Голос ее вырос до жестких, стальных каких-то звуков, лицо стало красно, и зубы открылись, и все тело напряглось враждебною энергией, как один взбудораженный мускул.
— Помилуйте, Елена Сергеевна…
Рахе бросил сигару и поспешил ему на помощь. Он слишком хорошо знал, что пламенные глаза и побелевшие губы Елены Сергеевны сулят провравшемуся управляющему недоброе. Он знал, что вывести из себя Елену Сергеевну, при ее суровой самовыдержке, — почти чудо, — за всю совместную жизнь он видел жену в подобном состоянии не более трех-четырех раз. И это были важные и жуткие для нее моменты, — и, как всякий «прорвавшийся» человек, она была в них страшна, опасна, несправедлива — тем опаснее и страшнее, чем крепче сдерживала себя до того. Рахе взял жену за руки и заговорил быстро, спокойно, убедительно.
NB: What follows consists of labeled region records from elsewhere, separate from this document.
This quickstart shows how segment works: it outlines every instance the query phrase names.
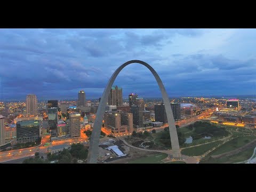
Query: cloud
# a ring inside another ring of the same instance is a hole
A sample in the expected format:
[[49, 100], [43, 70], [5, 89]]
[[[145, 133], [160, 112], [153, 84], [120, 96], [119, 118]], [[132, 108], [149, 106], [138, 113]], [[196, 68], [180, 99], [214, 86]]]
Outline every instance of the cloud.
[[[81, 89], [86, 91], [87, 98], [99, 98], [113, 73], [134, 59], [144, 61], [155, 69], [170, 96], [249, 94], [256, 91], [253, 32], [220, 29], [1, 29], [0, 91], [4, 98], [0, 100], [25, 99], [28, 93], [39, 99], [76, 98]], [[237, 50], [240, 46], [241, 52]], [[132, 92], [140, 97], [161, 95], [153, 75], [138, 64], [124, 68], [114, 84], [123, 87], [124, 97]]]

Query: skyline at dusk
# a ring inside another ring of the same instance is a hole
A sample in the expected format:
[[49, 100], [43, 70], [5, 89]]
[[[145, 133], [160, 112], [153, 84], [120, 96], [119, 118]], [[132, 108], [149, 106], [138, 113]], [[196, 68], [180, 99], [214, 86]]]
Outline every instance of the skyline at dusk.
[[[140, 60], [158, 73], [170, 97], [254, 95], [255, 29], [1, 29], [0, 100], [101, 95], [115, 70]], [[144, 66], [134, 63], [113, 86], [162, 97]]]

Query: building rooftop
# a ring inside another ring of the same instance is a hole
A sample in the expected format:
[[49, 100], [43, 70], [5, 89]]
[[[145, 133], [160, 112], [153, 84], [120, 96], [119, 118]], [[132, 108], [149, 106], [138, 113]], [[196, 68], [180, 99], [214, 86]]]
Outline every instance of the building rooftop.
[[68, 146], [67, 144], [63, 144], [63, 145], [54, 146], [51, 147], [51, 149], [57, 150], [59, 149], [63, 149], [64, 147], [67, 147], [67, 146]]
[[17, 122], [17, 124], [20, 124], [21, 126], [39, 125], [39, 121], [38, 120], [21, 121]]
[[112, 150], [116, 155], [118, 156], [118, 157], [126, 155], [122, 152], [121, 150], [119, 149], [118, 147], [116, 145], [108, 147], [107, 149], [109, 150]]

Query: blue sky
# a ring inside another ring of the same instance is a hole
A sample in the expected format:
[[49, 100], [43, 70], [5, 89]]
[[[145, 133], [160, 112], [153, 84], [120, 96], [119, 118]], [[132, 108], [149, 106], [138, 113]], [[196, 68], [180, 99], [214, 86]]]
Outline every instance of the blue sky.
[[[76, 98], [81, 90], [98, 98], [131, 60], [151, 65], [170, 97], [254, 94], [255, 45], [254, 29], [0, 29], [0, 99]], [[138, 63], [114, 84], [124, 98], [161, 95]]]

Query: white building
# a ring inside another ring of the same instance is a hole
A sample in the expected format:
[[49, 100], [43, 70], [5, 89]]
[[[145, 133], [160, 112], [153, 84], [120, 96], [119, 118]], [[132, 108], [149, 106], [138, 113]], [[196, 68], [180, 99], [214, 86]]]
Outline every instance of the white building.
[[5, 139], [5, 132], [4, 131], [4, 118], [3, 115], [0, 115], [0, 146], [4, 145]]

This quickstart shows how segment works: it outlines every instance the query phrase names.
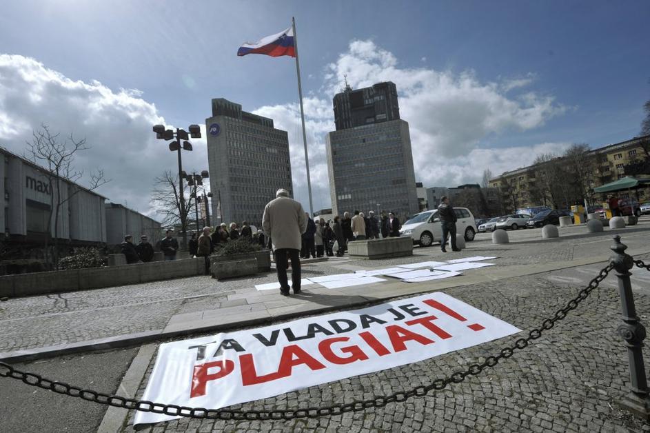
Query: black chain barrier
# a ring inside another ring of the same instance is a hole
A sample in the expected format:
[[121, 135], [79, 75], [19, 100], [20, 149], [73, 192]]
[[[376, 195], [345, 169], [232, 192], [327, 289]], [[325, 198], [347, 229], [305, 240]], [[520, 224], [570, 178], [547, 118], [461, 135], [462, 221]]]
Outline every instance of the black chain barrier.
[[646, 270], [650, 270], [650, 265], [646, 265], [642, 260], [635, 260], [634, 264], [638, 268], [643, 268]]
[[[650, 270], [650, 266], [645, 265], [640, 260], [634, 262], [637, 266]], [[0, 377], [10, 377], [22, 381], [28, 385], [45, 390], [50, 390], [58, 394], [79, 397], [88, 401], [101, 404], [123, 407], [125, 409], [140, 410], [142, 412], [164, 414], [172, 416], [185, 416], [196, 419], [223, 419], [223, 420], [290, 420], [296, 418], [317, 418], [318, 416], [341, 415], [351, 412], [359, 412], [371, 407], [383, 407], [386, 405], [395, 402], [403, 402], [415, 397], [422, 397], [430, 391], [440, 391], [451, 383], [460, 383], [468, 376], [476, 376], [487, 367], [494, 367], [502, 359], [507, 359], [515, 352], [525, 349], [534, 340], [542, 336], [544, 331], [551, 329], [556, 322], [565, 319], [569, 312], [576, 310], [582, 301], [585, 301], [602, 280], [607, 278], [613, 268], [610, 263], [600, 270], [598, 275], [592, 279], [586, 288], [582, 289], [578, 296], [567, 303], [567, 305], [556, 312], [555, 314], [544, 320], [539, 328], [531, 330], [528, 336], [521, 338], [514, 344], [502, 349], [496, 356], [487, 356], [480, 364], [472, 364], [464, 371], [458, 371], [445, 379], [436, 379], [427, 385], [416, 387], [408, 391], [400, 391], [388, 396], [374, 397], [367, 400], [360, 400], [347, 403], [338, 403], [323, 407], [307, 407], [305, 409], [278, 410], [228, 410], [223, 409], [205, 409], [204, 407], [189, 407], [177, 405], [165, 405], [144, 400], [127, 399], [116, 395], [110, 395], [92, 390], [83, 390], [63, 382], [51, 381], [41, 377], [39, 374], [22, 372], [6, 363], [0, 361]]]

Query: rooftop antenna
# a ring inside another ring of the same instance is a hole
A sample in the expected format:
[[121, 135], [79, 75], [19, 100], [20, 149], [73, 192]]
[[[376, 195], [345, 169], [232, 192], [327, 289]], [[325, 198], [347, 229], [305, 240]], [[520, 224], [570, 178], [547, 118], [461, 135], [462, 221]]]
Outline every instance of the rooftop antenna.
[[343, 80], [345, 81], [345, 90], [352, 91], [352, 88], [351, 88], [350, 85], [347, 83], [347, 74], [343, 74]]

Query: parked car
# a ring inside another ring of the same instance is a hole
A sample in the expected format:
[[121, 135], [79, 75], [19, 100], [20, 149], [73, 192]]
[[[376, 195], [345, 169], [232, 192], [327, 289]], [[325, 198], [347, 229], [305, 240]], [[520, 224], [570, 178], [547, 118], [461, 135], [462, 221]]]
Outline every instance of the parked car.
[[501, 216], [496, 221], [496, 228], [504, 230], [511, 229], [516, 230], [518, 228], [526, 228], [526, 221], [530, 219], [528, 214], [512, 214]]
[[641, 211], [641, 214], [643, 215], [650, 214], [650, 201], [647, 201], [641, 205], [639, 207], [639, 210]]
[[634, 215], [638, 217], [641, 216], [641, 208], [636, 200], [621, 199], [618, 201], [618, 210], [624, 216]]
[[[474, 240], [476, 234], [476, 225], [474, 216], [467, 208], [454, 208], [457, 233], [463, 233], [465, 241]], [[413, 243], [422, 247], [428, 247], [434, 242], [440, 242], [443, 237], [443, 228], [440, 226], [438, 210], [427, 210], [414, 215], [402, 225], [400, 236], [409, 236], [413, 238]]]
[[547, 224], [560, 224], [560, 216], [568, 216], [566, 211], [562, 210], [545, 210], [541, 212], [526, 223], [529, 228], [544, 227]]
[[478, 226], [478, 231], [480, 233], [485, 233], [485, 232], [494, 232], [496, 230], [496, 221], [499, 221], [500, 218], [500, 216], [497, 216], [496, 218], [493, 218], [492, 219], [488, 220], [487, 221], [483, 223]]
— Елена, Риммер есть совершенно справедливый. Он очень преданный, и ти напрасно крикаешь на верный тебе человек. Der Kerl hat Recht [248]. «Демон» есть опера, которую делает не сопрано, doch [249] баритон, и ти не имеешь никакой повод, за что обижать себя на Риммер. Без Андрей Берлога «Демон» — пшик! Mit diesem Тунисов willst du sein ein vox clamantis in deserto? [250]
Елена Сергеевна, со злыми еще, но уже угасающими глазами повторяла:
— Я с Берлогою петь не стану! не стану! не стану!